Family dynamics among immigrants and their descendants in Estonia
Leen Rahnu, Tallinn University
Allan Puur, Tallinn University
Martin Klesment, Tallinn University
Luule Sakkeus, Tallinn University
Growing heterogeneity has become an important characteristic of European societies since the second half of the 20th century. This development has stimulated considerable interest in demographic patterns among the populations with immigrant background. This study investigates partnership formation and dissolution among immigrants and their descendants in Estonia born in 1924–1983, against the background of native population. It complements the existing literature by providing a case study of an East European country with a relatively long history of large-scale immigration that stretches back to the late 1940s.
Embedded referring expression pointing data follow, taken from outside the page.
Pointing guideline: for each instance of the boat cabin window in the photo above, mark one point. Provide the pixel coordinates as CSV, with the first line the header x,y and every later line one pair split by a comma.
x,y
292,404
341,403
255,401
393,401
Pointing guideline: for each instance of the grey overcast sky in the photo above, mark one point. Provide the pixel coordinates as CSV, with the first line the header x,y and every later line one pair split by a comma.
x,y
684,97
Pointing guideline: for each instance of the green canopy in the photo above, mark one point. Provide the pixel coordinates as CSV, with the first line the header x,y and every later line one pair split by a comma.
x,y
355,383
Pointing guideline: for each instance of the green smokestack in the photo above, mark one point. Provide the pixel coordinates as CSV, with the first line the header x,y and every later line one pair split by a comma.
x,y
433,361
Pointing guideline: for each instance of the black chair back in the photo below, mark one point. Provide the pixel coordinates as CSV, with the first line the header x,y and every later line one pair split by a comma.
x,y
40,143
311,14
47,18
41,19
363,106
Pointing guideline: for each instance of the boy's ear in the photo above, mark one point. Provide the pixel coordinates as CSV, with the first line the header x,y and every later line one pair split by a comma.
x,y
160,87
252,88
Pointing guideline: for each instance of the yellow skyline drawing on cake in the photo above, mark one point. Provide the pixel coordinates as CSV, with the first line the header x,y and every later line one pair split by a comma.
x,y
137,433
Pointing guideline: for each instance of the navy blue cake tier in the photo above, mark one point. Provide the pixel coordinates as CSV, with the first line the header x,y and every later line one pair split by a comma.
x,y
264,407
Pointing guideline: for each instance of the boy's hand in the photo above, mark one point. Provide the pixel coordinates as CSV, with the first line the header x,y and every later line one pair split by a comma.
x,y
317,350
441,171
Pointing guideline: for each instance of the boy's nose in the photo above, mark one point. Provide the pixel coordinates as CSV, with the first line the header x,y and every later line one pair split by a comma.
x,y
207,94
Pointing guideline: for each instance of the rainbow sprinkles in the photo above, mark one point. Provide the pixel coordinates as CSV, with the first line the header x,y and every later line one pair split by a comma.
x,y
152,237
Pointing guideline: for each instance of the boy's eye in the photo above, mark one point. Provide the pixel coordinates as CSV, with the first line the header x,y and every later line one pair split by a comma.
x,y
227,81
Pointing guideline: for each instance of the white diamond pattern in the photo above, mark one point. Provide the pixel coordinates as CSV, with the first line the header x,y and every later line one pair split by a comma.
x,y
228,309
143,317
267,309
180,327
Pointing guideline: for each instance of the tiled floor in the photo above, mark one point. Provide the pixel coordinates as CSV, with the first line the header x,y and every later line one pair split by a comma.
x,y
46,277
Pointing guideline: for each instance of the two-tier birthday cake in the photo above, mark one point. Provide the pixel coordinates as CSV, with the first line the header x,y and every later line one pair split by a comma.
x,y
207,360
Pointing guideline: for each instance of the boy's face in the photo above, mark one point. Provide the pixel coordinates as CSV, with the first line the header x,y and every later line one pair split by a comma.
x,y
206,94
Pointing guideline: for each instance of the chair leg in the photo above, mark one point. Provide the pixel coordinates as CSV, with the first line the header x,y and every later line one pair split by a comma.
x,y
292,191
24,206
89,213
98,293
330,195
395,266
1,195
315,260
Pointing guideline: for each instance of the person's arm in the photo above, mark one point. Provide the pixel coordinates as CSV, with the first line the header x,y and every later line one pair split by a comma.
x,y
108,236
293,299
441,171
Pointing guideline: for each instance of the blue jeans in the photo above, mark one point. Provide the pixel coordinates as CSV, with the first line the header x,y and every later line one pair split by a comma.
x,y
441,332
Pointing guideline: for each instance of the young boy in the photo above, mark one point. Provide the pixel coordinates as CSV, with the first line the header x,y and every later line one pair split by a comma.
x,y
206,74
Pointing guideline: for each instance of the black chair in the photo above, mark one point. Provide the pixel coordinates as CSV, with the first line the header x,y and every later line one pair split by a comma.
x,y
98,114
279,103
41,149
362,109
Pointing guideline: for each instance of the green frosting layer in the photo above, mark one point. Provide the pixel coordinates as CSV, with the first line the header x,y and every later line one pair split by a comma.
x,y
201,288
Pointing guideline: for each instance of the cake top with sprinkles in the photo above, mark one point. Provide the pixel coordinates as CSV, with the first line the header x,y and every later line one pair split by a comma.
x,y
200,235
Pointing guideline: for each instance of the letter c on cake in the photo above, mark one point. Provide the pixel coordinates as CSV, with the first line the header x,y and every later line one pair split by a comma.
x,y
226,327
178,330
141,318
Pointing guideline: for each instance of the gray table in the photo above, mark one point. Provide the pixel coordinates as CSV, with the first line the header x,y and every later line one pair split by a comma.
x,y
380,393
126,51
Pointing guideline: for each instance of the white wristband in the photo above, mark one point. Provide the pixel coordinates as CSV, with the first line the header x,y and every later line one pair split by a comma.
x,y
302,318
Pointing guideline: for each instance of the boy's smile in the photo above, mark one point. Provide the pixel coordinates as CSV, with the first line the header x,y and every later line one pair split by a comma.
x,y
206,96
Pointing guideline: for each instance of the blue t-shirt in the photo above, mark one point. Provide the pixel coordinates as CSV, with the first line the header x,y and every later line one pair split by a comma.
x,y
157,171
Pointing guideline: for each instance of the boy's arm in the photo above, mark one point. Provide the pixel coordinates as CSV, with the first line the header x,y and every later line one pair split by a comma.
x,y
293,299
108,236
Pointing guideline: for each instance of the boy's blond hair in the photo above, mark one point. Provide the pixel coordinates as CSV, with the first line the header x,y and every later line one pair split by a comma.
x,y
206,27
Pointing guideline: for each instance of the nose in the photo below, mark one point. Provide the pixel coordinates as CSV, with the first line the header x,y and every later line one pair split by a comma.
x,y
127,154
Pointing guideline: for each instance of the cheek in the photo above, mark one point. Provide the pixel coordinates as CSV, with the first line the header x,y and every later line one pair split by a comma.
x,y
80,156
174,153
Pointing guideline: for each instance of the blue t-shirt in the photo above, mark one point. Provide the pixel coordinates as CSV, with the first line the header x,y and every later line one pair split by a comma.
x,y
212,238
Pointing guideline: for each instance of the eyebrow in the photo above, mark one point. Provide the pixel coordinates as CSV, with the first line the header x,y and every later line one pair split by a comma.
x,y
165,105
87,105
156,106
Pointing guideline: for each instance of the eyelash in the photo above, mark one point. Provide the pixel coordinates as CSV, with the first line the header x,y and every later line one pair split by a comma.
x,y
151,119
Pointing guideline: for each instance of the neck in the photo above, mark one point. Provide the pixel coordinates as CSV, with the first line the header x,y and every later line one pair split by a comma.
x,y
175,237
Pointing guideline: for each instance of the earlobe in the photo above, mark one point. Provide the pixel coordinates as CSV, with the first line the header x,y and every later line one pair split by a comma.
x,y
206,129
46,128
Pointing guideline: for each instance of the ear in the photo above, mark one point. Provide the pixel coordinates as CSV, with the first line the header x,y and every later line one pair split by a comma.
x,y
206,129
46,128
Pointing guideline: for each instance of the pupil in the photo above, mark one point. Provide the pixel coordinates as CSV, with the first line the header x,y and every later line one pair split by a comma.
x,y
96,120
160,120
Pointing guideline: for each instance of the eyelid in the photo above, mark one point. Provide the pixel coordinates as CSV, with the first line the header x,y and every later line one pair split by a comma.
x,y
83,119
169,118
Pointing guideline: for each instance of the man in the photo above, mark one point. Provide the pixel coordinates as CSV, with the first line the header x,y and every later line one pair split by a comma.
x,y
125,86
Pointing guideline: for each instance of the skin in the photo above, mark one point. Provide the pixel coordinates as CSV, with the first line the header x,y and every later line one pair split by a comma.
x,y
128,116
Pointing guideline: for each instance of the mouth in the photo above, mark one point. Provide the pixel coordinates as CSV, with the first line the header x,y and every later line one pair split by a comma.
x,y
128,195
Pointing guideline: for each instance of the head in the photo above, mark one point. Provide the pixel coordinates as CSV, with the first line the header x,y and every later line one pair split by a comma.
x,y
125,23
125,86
The processes covered in the analysis include the formation and dissolution of first and second unions. In addition, we distinguish between the entry into union via direct marriage and cohabitation, and the outcomes of consensual union (conversion into registered marriage and separation). Based on earlier studies, we formulate three hypotheses. According to first hypothesis, we expect that the new family patterns, in particular the shift from direct marriage to non-marital cohabitation, emerged somewhat later among the foreign-origin population. Considering the relatively slow integration of immigrants, we further hypothesise that differences between immigrants and their second generation are relatively small in Estonia. Finally, we are interested in the extent to which intergroup differences are manifested in different processes. We expect in family initiation that differences are more pronounced in first unions since the entry into second union is selective for the acceptance on non-traditional family behaviour (union dissolution) in the previous stages of the life course. The data for the analysis come from two nationally representative surveys: the Estonian Generations and Gender Survey conducted in 2004/2005, and the Estonian Family and Fertility survey conducted in 1994/1997. To analyse family dynamics, we use proportional hazard event history models. Besides single decrement models, we employ competing risk models that allow for direct comparison between different processes.